As the family travel thousands of miles on an over night train from their village to India’s capital city, the documentary follows them. The surgery was very risky and he could even end up dy!ng. As Mahendra endures a ten hour operation, the film follows the family and him. The disks from his neck are replaced by bone graft from his pelvis. They then fit a metal plate to secure the neck straight.
As it seemed that no once could help, 2 year ago his parents stopped taking him to see doctors. They admitted that they would be happier if their son died because he would struggle with life and was in constant pain. As soon as he woke up he relied on his mother for almost everything. He could never even join his friend to play and they would leave him just to watch.
Ms Jones said, ‘It was tragic. All I could think about was my own son and how I’d feel if he was in that situation. While everyone was looking to help, no one was actually doing anything. So there and then, I got out my laptop, found a crowd-funding website and created an account.As part of the documentary, the producers wanted to fly me to India to meet Mahendra. I’d never been further than Spain on holiday and was scared of flying. But I was keen to meet Mahendra in the flesh so I agreed. When I arrived in Delhi the noise and exotic smells hit me instantly. It was hard going, especially with the film cameras in my face.

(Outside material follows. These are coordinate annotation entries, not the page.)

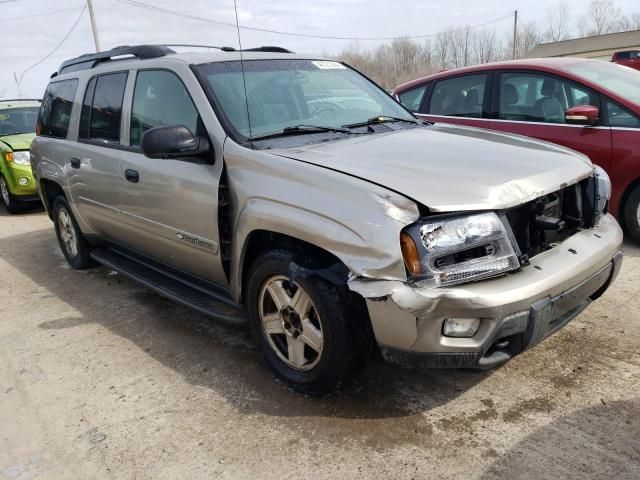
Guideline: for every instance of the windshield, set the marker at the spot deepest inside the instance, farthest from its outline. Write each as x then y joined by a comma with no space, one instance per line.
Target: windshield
289,93
18,120
622,80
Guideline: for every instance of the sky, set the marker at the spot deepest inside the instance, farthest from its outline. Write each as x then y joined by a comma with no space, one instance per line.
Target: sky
27,41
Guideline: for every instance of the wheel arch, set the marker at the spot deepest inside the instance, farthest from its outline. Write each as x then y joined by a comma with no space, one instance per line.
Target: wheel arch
49,190
260,240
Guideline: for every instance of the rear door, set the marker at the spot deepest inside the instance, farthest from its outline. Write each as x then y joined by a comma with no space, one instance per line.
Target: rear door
170,206
94,163
533,104
460,100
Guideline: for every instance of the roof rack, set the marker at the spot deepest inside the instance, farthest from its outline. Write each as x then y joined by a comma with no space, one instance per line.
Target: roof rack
142,52
90,60
3,100
271,49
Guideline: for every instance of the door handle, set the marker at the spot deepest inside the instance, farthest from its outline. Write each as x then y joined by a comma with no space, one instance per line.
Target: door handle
132,175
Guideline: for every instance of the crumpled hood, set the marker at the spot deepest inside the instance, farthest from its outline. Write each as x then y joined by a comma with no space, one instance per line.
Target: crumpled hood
22,141
452,168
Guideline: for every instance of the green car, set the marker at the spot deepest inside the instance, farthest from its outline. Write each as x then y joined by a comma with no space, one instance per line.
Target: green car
17,130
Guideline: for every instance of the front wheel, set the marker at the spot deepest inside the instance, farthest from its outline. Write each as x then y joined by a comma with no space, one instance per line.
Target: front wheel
72,243
314,334
11,204
632,214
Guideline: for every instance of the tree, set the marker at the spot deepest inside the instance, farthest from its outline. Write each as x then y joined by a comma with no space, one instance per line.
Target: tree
557,19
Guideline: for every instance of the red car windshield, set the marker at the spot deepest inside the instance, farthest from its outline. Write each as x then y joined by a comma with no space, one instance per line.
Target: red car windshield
622,80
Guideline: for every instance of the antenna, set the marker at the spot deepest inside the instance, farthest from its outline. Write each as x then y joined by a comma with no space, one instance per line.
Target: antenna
244,81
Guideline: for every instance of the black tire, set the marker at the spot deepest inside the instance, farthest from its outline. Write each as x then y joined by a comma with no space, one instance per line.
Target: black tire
80,258
346,332
11,204
632,213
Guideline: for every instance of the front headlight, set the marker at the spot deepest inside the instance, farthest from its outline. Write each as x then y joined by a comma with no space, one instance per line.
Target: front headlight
457,250
603,192
19,158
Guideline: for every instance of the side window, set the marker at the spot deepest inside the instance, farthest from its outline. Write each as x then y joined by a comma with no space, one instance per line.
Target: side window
160,99
55,111
412,99
534,97
102,107
621,117
459,96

I felt vulnerable and barely slept the first night but when I finally met Mahendra and his family at the hospital it was all worth it. His mum cried when she met me which then got me going. Even though she was only in Delhi for a couple of days she quickly bonded with Mahendra. I wasn’t prepared for the love I’d feel for him,’ she said. ‘Meeting the boy whose photos I knew so well was both harrowing and uplifting. I was amazed to see him so thin. By the time I was due to leave, I was an emotional wreck and just didn’t want to go. Even though it was a short visit, I’d bonded with Mahendra and it broke my heart that I may never see him again.’